Sussex, the only place outside London where Blake ever lived, inspired a wide body of extraordinary work, ranging from the familiar to the rarely considered.
Accompanying the first exhibition devoted to the subject, William Blake in Sussex considers the collective significance of the English county to the life and work of the celebrated artist and writer.
Disillusioned with London life and struggling to make a living, Blake and his wife Catherine went in 1800 to live at the coastal village of Felpham, which the artist soon described as “the sweetest spot on earth”.
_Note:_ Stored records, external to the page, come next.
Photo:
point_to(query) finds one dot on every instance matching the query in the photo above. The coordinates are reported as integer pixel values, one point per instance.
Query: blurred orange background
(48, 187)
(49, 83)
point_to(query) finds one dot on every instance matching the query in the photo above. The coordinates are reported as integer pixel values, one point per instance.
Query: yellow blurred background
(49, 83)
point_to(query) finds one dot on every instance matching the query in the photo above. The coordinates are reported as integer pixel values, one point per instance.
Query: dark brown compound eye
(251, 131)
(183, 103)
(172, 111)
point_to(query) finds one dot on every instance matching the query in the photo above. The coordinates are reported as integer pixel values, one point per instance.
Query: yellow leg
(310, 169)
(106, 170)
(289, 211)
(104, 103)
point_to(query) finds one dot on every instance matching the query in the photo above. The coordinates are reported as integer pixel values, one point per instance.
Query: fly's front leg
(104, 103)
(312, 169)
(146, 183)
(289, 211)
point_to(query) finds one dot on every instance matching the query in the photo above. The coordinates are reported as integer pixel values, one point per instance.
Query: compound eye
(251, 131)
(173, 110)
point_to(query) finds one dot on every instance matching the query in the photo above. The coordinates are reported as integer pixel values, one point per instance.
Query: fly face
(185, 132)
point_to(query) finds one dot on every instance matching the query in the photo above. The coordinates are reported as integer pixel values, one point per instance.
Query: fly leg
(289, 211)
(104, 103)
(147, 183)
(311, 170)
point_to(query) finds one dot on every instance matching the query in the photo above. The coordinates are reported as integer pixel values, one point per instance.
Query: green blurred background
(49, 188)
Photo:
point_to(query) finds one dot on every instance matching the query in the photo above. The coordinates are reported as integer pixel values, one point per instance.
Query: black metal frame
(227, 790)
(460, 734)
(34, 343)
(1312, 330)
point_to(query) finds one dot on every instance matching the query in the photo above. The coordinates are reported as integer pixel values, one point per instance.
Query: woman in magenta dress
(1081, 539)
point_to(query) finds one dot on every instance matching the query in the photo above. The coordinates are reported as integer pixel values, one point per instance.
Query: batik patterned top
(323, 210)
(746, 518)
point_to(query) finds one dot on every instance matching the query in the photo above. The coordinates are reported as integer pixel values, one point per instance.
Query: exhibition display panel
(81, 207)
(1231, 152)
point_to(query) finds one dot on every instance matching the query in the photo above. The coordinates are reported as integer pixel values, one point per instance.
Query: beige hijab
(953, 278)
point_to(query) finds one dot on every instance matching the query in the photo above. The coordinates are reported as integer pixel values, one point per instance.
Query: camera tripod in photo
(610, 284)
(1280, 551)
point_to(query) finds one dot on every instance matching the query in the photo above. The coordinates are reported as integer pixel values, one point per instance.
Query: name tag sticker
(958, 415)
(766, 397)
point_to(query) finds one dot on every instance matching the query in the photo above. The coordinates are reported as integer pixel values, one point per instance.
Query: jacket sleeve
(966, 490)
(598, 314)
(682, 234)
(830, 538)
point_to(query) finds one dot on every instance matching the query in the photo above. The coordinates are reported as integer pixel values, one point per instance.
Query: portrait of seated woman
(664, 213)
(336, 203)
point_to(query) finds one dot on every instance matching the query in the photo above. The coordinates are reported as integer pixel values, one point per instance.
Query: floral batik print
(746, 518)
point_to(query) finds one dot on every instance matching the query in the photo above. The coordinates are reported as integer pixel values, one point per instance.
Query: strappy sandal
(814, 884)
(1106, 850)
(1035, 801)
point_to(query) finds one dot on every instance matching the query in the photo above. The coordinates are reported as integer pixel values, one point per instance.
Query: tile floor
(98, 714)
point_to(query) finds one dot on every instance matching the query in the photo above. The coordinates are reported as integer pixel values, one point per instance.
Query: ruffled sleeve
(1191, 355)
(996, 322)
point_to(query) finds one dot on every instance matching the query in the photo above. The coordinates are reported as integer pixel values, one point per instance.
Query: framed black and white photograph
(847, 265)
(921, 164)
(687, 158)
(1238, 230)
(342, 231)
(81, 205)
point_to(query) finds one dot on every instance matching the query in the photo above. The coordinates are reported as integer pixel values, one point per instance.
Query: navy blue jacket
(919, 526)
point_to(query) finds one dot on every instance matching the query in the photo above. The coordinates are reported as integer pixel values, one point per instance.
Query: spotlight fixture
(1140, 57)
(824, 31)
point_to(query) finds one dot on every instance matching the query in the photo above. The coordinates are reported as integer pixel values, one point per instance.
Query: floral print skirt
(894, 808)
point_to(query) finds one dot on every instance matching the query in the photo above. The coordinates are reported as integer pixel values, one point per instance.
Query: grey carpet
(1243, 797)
Providing his principal encounters with both English rural life and the coast, the artist’s three years “on the banks of the ocean” informed his two greatest illustrated epic poems, Milton and Jerusalem, and continued to be reflected in his work for the rest of his career:
“In Felpham”, claimed Blake, “I saw and heard Visions of Albion”. In addition to the work associated with Felpham, this publication considers the collections of nearby Petworth House, which include three major paintings by Blake – otherwise unrepresented in other grand houses of Britain – along with related prints, books and archival material.
The authors examine the relationships formed by Blake in Sussex, particularly with the poet William Hayley, the sculptor John Flaxman, the 3rd Earl of Egremont (one of the great collectors of contemporary art in the early 19th century) and his estranged wife Elizabeth Ilive, who commissioned two of the three paintings now in Petworth.
Blake’s work for Hayley, often dismissed as illustrative and decorative, will be reappraised, and other projects he worked on in Sussex – including remarkable biblical watercolours produced for his great London patron, Thomas Butts – will be celebrated.
Blake’s infamous arrest and trial for sedition – chief among the events profoundly affecting him in Sussex – are discussed.
It is not widely known that Blake was tried first in Petworth, where he was vouched for by the 3rd Earl.